The next experiment is the one that matters: a harder task set where bare Sonnet lands around 60 to 80 percent, so the verifier finally has errors to catch. Only there can you measure the real question, whether buying back correctness through a loop is cheaper than jumping to a stronger single call. Other honest limits: six tasks, a single seed, exact-integer answers, one base model and one verifier family, self-graded. This is a diagnostic that returned a clean negative and a sharper question, not a league table.
What's now in the stack
bench_wrapped_sonnet_vs_opus.py— a four-condition harness that runs bare Opus, bare Sonnet, the Haiku-verified wrapper and the code-gated wrapper on identical tasks, meters the verifier's tokens, and prints cost-per-correct.- A documented result set with the full cost breakdown, including the false-alarm re-derive, so the tax is visible per task.

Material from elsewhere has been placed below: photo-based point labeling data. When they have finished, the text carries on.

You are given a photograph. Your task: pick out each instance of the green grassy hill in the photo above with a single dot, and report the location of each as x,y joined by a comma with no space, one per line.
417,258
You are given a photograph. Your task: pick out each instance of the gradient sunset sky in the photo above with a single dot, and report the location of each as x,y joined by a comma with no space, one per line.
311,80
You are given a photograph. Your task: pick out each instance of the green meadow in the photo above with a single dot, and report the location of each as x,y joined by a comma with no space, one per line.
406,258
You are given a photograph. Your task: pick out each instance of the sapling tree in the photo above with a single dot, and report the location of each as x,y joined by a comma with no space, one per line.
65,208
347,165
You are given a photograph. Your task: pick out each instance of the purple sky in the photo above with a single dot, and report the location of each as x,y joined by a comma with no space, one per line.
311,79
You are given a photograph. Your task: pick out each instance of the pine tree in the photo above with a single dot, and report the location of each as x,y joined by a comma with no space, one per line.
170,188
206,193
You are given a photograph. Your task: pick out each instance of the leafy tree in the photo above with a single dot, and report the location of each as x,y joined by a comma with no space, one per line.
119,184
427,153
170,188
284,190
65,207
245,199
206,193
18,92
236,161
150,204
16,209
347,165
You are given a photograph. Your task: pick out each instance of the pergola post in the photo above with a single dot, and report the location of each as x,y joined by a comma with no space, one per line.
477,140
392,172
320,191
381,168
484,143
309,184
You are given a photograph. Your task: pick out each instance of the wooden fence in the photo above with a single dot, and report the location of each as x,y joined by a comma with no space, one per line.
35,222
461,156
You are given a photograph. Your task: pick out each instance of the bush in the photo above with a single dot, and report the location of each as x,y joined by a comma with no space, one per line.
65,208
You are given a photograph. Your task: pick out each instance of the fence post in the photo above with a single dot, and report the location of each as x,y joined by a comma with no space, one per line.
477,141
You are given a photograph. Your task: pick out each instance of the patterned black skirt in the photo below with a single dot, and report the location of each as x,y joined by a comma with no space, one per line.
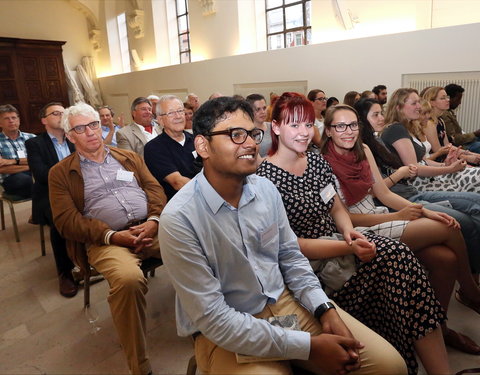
392,296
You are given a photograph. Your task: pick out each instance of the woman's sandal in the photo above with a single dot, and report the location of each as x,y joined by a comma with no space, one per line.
460,342
465,301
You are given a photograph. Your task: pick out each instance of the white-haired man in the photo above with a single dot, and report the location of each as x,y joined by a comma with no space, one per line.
107,200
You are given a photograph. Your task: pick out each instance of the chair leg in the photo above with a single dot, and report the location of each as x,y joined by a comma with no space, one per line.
14,221
192,366
86,289
42,240
2,214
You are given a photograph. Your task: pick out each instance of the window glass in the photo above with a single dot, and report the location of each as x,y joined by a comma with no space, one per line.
275,21
288,24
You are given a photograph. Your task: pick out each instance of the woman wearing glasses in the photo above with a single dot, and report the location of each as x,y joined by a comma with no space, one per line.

- The harness is public on GitHub: swap in your own harder tasks and measure whether the wrapper ever pays on your workload.
FAQ
Does wrapping a cheap model in a verification loop beat a stronger model?
Not on tasks the cheap model already answers correctly. We wrapped Claude Sonnet 5 in a generate, re-examine, verify and re-derive loop with a Haiku 4.5 verifier from a different model family. On six exact-answer reasoning tasks all four conditions scored 6/6, so the wrapper had no errors to catch. It cost $0.069 per correct answer against $0.013 for bare Sonnet and $0.036 for a single Opus 4.8 call: five times bare Sonnet and about twice Opus, for the same score.
When is a verification wrapper worth the cost?
Only when the base model is actually getting things wrong. A verifier is insurance: it can only earn back its cost by converting a wrong answer into a right one. If the base model is already at ceiling there is nothing to convert, so the wrapper is a premium you pay on every call and never claim on. The wrapper thesis can only be tested on tasks hard enough that the base model drops points.
Why did all four conditions score the same?
Because the six tasks were too easy to separate the models. When every condition scores 100 percent, a benchmark cannot show a wrapper's value even if it exists. That is the honest limitation of this run, and it defines the next experiment: a harder task set where the base model scores 60 to 80 percent, so there is something for the verifier to catch.